Nov 8 11:12:44 localhost ptp4l: [75346.678] port 2: delay timeout Nov 8 11:12:44 localhost ptp4l: [75346.682] negative delay -140923476 Nov 8 11:12:44 localhost ptp4l: [75346.682] delay = (t2 - t3) * rr + (t4 - t1) Nov 8 11:12:44 localhost ptp4l: [75346.682] t2 - t3 = +121 Nov 8 11:12:44 localhost ptp4l: [75346.682] t4 - t1 = -281847074 Nov 8 11:12:44 localhost ptp4l: [75346.682] rr = 0.000305848 Nov 8 11:12:44 localhost ptp4l: [75346.682] delay filtered -890379929 raw - 140923476 Nov 8 11:12:44 localhost ptp4l: [75346.709] port 1: master sync timeout Nov 8 11:12:44 localhost ptp4l: [75346.791] port 2: master sync timeout

So, it looks like peer delay measurement going wrong.

Forcing asCapable didn't help. Same for assume_two_step and follow_up_info.

1-step isn't supported by espressobin hardware (88E6341) as far as I know.

So, I agree 1-step hack is not a good solution for AVB.

danglin44 commented 4 years ago

Microchip has forwarded the case to its internal team and increased the severity to serious.

I tried the sama5_ksz_dsa_defconfig available with linux-4.9.143. However, it didn't work. Didn't try to figure out what was wrong.

wmoors commented 4 years ago

I haven't looked into the dsa defconfig, but I think it doesn't even create the /dev/ptp0 device, so I don't think that will work for any PTP related setup. :) As far as my colleague (@Letrab) tested, DSA is just good enough for a managed 802.1Q bridge.
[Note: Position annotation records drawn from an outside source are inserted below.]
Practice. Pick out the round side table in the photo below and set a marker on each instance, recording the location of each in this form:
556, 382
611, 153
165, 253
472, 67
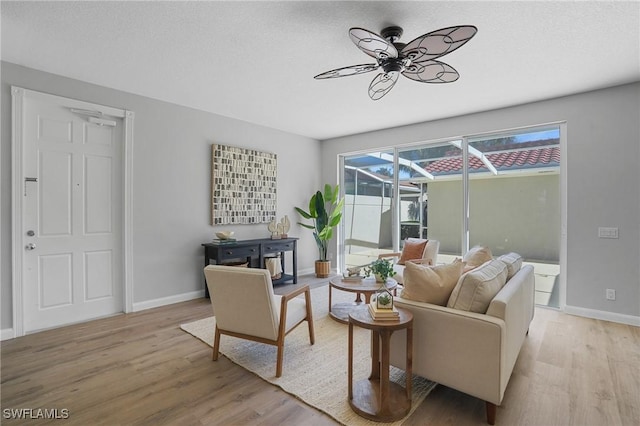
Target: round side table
376, 398
366, 287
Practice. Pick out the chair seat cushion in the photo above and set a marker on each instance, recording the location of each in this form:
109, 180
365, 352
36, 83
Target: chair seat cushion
296, 310
413, 249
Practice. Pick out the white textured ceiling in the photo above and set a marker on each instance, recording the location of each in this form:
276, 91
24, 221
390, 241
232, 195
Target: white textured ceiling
255, 61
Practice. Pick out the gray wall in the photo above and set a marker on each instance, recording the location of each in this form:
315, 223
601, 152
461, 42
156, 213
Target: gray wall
603, 183
171, 183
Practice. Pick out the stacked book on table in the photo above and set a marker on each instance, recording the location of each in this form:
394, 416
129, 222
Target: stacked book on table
383, 314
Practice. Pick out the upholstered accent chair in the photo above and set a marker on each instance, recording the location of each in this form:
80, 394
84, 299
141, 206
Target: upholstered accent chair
415, 250
245, 306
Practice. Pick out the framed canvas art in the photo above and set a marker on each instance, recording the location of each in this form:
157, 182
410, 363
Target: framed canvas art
243, 185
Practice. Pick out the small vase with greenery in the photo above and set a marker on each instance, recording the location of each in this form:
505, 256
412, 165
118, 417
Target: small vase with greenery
325, 210
381, 269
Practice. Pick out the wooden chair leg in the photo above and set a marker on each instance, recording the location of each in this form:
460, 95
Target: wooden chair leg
491, 413
312, 336
216, 344
280, 356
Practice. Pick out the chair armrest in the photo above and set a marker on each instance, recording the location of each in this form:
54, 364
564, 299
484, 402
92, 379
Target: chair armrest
294, 293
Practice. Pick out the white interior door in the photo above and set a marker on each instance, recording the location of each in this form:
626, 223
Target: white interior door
72, 212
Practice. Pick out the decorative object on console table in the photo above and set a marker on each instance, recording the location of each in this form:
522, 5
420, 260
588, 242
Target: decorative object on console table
243, 185
225, 235
377, 398
279, 230
325, 211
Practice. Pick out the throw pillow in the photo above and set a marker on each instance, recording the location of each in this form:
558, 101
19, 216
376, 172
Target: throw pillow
513, 262
430, 284
413, 249
477, 256
476, 289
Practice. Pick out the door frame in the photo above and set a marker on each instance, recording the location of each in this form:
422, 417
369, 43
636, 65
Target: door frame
18, 95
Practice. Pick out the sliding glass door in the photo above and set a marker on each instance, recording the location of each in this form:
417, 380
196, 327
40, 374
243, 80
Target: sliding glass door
501, 191
514, 201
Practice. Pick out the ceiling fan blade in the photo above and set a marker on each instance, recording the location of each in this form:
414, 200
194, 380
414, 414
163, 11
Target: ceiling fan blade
347, 71
431, 72
372, 44
438, 43
382, 84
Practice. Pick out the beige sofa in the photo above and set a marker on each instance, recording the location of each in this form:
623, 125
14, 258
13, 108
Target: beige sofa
429, 257
471, 352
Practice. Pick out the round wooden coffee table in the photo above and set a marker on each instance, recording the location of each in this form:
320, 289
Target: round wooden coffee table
377, 398
366, 287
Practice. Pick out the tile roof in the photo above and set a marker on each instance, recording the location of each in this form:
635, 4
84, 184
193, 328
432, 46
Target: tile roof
502, 160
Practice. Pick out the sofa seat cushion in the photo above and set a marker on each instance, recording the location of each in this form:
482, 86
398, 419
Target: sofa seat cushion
430, 284
413, 249
477, 256
475, 290
513, 262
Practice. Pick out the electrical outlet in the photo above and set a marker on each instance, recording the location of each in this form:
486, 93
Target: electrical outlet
604, 232
611, 294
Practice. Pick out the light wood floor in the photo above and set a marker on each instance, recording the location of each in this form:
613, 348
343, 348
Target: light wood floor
141, 369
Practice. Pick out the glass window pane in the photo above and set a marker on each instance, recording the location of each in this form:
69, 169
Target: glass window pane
368, 186
514, 201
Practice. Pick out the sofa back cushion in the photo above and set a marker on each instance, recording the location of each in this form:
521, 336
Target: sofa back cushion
513, 262
413, 249
430, 284
475, 290
477, 256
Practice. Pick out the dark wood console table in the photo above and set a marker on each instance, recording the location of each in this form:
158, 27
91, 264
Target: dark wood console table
223, 252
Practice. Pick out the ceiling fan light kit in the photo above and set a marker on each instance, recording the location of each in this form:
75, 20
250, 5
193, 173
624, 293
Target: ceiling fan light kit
415, 60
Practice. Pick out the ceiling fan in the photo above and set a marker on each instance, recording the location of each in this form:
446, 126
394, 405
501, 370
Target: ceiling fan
414, 60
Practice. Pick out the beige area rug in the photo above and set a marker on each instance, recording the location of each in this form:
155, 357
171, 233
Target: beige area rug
316, 374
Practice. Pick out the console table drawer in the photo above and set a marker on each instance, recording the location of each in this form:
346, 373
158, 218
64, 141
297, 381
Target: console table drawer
277, 247
236, 252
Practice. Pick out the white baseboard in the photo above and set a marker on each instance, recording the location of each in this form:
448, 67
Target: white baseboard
603, 315
7, 334
169, 300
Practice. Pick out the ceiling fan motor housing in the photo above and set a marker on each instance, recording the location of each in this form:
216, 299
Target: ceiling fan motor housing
393, 64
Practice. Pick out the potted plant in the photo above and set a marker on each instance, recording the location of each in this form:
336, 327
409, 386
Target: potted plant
325, 210
381, 269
Nothing PTP or AVB related is supported.

Nevertheless, Microchip taking a better look at the issue is good news!

danglin44 commented 4 years ago

Microchip's internal team said the transmit failure is caused by using 2-step mode.

There is a use_one_step config option in gPTP.cfg. When it is enabled, my EVB syncs with espressobin but not with Biamp TESIRA units.

danglin44 commented 4 years ago

Tried three more AVB devices with EVB. None sync when use_one_step is 1.

Latest PDelay patch didn't help.

It looks to me like best master clock selection is broken when use_one_step is 1.

danglin44 commented 4 years ago

There is only one place in port.c that uses clock_one_step(). Disabling this hunk breaks espressobin but now Biamp TESIRA sync.

    if (0 && clock_one_step(p->clock)) {
            if (get_hw_version(p->clock) < 2) {
                    rsp->header.reserved2 = ((m->hwts.ts.tv_sec & 3) << 30)
                            | m->hwts.ts.tv_nsec;
                    rsp->header.reserved2 = htonl(rsp->header.reserved2);
            }
            if (get_hw_version(p->clock) >= 2) {
                    p->p2p_sec = m->hwts.ts.tv_sec;
                    p->p2p_nsec = m->hwts.ts.tv_nsec;
            }
    }
danglin44 commented 4 years ago

The conclusion of this saga is that the device is not gPTP compliant and is not recommended for AVB.

Microchip recommends using VSC7513 or VSC7514 for AVB applications.